[FAQ] How do I remove or deal with outliers?


Global Moderator
How do I remove or deal with outliers?

Removing outliers can cause your data to become more normal but contrary to what is sometimes perceived, outlier removal is subjective, there is no real objective way of removing outliers.

The problem, as always, is what the heck does one mean by 'outlier' in these
contexts. Seems to be like pornography -- "I know it when I see it."
-- Berton Gunter (quoting Justice Potter Stewart in a discussion about tests
for outliers)
R-help (April 2005)

Always remember that these points remain observations and you should not just throw them out on a whim. Instead you should have good reasons to remove your outliers. There may be many truly valid reasons to remove data-points. These include outliers caused by measurement errors, incorrectly entered data-points or impossible values in real life. If you feel that any outlier are erroneous data points and you can validate this, then you should feel free to remove them.

On the other hand, if you see no reason why your outliers are erroneous measurements then there is no truly objective way to remove them. They are true observations and you may have to consider that the assumptions of your test do not correspond to the reality of your situation. You could always try a non-parametric test (which in general are less sensitive to outliers) or some other analysis that does not require the assumption that your data is normally distributed.

Here's some more online help on the topic here.

If you're still having trouble with this topic feel free to start a thread on the forum, and be sure to check out our guidelines for efficient posting.
Last edited:


No cake for spunky
I have worked on this topic because a recent comp question dealt with it. One piece of advice on when it is legitimate to remove outliers that makes sense to me is that when it totally distorts analysis of the data (for example distorting signficantly the central tendency you are using) then it is legitimate to remove them. To me you would not want to completely change the results due to a single point or a few points.


Global Moderator
I wouldn't completely agree with that logic. It seems like adjusting reality to your model (and hence choice of statistic for central tenancy). If they are true observations and not erroneous, you should be adjusting your model (and corresponding distribution with central measure). If the mean is influenced too strongly by a few points (that are real observations), you should switch to a measure that is more appropriate for your data. Often a robust measure like the median will work much better, without you having to revert to adjusting reality to your model.

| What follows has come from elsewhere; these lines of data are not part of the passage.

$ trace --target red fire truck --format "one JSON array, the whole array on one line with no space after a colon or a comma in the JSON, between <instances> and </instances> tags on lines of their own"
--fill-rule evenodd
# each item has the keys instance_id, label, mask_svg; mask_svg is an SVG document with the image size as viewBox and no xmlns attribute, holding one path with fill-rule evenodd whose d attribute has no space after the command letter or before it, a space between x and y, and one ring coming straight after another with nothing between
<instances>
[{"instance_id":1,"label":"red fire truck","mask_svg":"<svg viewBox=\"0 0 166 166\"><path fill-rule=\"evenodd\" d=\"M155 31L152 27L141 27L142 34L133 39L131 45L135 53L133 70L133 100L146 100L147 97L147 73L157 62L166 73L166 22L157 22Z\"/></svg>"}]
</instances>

One of the best examples of this, which you will often see this in politics, is the mean and median income.

Certain political parties/institutes like to quote the mean income as a measure of prosperity; "the people can see that the mean income in our country has increased, and hence we are doing a darn good job!".
In most countries, if not all, the mean income will give a distorted view of reality as the very few extremely rich have a strong influence on the mean income. This can cause the situation that the mean household income increases, while the majority of people get poorer (standard scenario in many third-world countries)

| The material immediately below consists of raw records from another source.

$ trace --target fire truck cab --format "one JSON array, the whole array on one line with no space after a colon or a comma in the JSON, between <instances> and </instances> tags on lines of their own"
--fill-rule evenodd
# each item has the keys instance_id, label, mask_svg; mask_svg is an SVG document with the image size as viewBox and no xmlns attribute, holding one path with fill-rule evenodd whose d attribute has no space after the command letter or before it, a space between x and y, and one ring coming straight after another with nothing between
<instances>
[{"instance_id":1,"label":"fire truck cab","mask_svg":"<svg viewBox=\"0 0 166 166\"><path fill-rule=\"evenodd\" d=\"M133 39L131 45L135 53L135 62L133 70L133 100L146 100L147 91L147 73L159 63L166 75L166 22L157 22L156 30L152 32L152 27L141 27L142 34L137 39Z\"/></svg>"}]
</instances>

Instead if you use the median income, as your measure - which is the amount which divides the income distribution into two equal groups, half having income above that amount, and half having income below that amount - you have a much better picture of what is going on as your measure of central tenancy fits better with your data (you are not making the implicit assumption that the incomes are distributed evenly and symmetrically).

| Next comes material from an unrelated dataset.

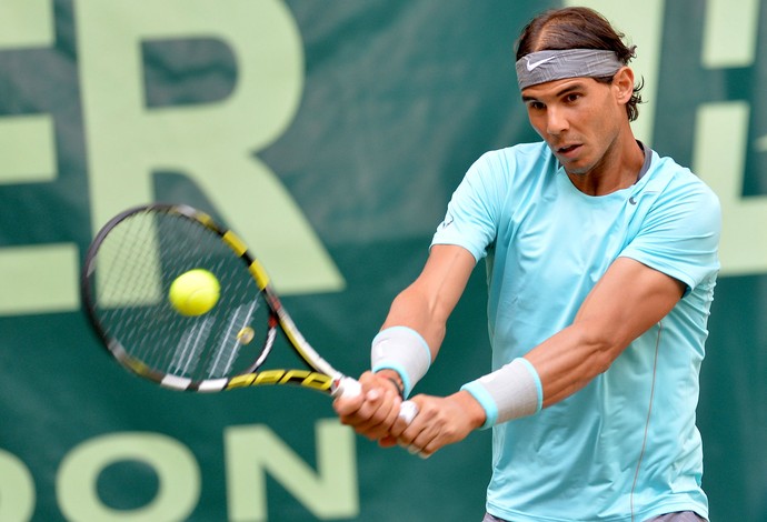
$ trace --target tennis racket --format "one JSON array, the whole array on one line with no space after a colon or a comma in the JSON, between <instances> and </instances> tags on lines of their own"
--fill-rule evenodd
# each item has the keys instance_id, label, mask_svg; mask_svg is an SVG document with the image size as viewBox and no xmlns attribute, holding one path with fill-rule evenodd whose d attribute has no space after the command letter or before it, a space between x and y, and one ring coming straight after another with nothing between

For instance look at the difference in mean and median income for some world countries, which provides a measure of income inequality.

I was wondering however, what people here think of using Chebyshev's inequality to id outliers?
Last edited:


Less is more. Stay pure. Stay poor.
I enjoyed this thread. I remember taking my courses and we were always removing outliers. Then I got my first real life dataset and started removing outliers. But, I realized I was removing real people's data and in actual life it is not right to remove observations to make your data better fit the model and its measures, you have to attempt to make the model fit the data, because like life - prediction models are not perfect.


Less is more. Stay pure. Stay poor.
I have never used Chebyshev's inequality for outliers. I have always used standard deviations from standard normal distribution (perhaps Chebyshev's would have been better at times). I know Chebyshev's is applicable to most distributions, and have been under the assumption if you know the distribution use that instead of Chebyshev. Are there certain times when Chebyshev's inequality is best?